By 2009, Karl-Heinz Kurras was an elderly pensioner and a mostly forgotten minor hate figure, yet that May he returned to the front pages in a sensational fashion when it was revealed that he had been for years a highly valued agent of the Stasi. Information from the files of the MfS, which German authorities have combed through carefully for over twenty years, revealed that Kurras had volunteered to work for East German intelligence in 1955. He wanted to move to the DDR, but Stasi handlers convinced him to stay where he was and to serve as an agent-in-place inside the West Berlin police. Files indicate that Kurras was a loyal and effective Stasi source, handing over reams of documents and all the information he could find to the MfS. He was decorated several times and was allowed to secretly join the SED, the East German ruling Communist Party, in 1964, a rare honor for a foreign agent. He helped the Stasi and the KGB expose double agents, reported regularly on U.S. and NATO military developments, and during the 1961 Berlin Crisis was informing the Stasi about critical events at Checkpoint Charlie, the heart of the East-West confrontation.
The revelation that Kurras was a long-term and highly valued agent of East German intelligence exploded like a bombshell, turning a generation’s worldview on its head.

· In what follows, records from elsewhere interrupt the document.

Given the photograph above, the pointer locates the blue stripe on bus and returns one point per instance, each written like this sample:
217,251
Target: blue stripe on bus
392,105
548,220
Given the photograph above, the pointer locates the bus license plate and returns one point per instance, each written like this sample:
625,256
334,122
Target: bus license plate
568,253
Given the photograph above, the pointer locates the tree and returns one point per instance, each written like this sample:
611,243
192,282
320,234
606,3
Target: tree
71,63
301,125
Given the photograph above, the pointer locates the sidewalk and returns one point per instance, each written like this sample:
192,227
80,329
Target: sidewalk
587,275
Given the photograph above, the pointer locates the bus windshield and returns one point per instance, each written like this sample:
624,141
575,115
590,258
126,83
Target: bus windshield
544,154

The man that Germany’s baby boomers loathed as the archetype of fascism, a living symbol of the evil Nazi-ish past, actually was a Stasi hero, a loyal servant of Communism. Many had no idea what to make of it, as the implications of the news were so stunning.The important question arose at once: Did Kurras kill Ohnesorg on the orders of the MfS, to bolster the radical Left movement in West Germany? It is impossible to answer this question with certainty, though it seems to be the obvious explanation for the crime, since the files are incomplete (and Kurras is keeping his mouth shut about any details, though he has admitted in recent years that he did serve the Stasi). Fearing that he was now toxic, the MfS put Kurras on ice after the Ohnesorg killing, as he was the recipient of much media attention. A recent reexamination of the Ohnesorg case has revealed that the killing was indeed premeditated, no one had threatened Kurras – he simply shot the young protestor in the back of the head without provocation, a crime which the Berlin police actively covered up the facts about. Why Kurras did this may never be known, but it seems unlikely to this former counterintelligence hand that an agent of such value to the Stasi would do something so certain to cause scandal and uproar out of literally nowhere, for no reason.

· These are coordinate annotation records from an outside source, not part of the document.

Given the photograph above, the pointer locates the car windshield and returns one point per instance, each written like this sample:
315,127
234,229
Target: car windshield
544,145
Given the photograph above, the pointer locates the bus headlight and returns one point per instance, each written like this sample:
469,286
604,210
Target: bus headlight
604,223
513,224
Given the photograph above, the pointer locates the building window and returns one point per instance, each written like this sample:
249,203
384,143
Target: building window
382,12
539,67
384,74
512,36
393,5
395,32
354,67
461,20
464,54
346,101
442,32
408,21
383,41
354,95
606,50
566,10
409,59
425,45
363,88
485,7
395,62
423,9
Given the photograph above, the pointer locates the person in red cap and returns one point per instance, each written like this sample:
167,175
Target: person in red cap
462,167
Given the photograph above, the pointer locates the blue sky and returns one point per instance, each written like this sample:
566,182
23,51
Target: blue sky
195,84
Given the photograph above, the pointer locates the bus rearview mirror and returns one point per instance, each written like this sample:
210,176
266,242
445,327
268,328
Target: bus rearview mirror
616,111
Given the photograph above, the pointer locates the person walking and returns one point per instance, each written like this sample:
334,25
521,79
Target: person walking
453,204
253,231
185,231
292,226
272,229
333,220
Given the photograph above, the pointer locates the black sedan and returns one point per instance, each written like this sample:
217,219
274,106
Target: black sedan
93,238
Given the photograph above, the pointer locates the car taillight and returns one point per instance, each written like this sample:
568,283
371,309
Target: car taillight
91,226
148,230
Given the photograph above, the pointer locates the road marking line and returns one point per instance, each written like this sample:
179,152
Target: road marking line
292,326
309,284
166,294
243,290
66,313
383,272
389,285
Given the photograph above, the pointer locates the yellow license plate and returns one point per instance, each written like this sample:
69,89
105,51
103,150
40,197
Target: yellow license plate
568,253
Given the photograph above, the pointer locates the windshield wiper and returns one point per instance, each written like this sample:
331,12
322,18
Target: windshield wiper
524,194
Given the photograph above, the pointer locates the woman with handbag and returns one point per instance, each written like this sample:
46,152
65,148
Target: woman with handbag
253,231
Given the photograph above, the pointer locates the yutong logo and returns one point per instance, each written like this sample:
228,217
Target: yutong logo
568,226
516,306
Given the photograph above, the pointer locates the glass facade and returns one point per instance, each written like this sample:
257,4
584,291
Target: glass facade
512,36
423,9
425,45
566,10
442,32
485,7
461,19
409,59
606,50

This sensational case is destined to leave behind as many questions as answers. It has caused a more-than-minor reassessment of the 1960s in German life, and the path of the Left in Germany in the decades since. Not to mention the irony noted by many that both Kurras and the radicals his criminal act gave birth to in the form of terrorism, were under the control of the Stasi. A brilliant op, clearly. And a good reminder that some things are not quite what they seem to be.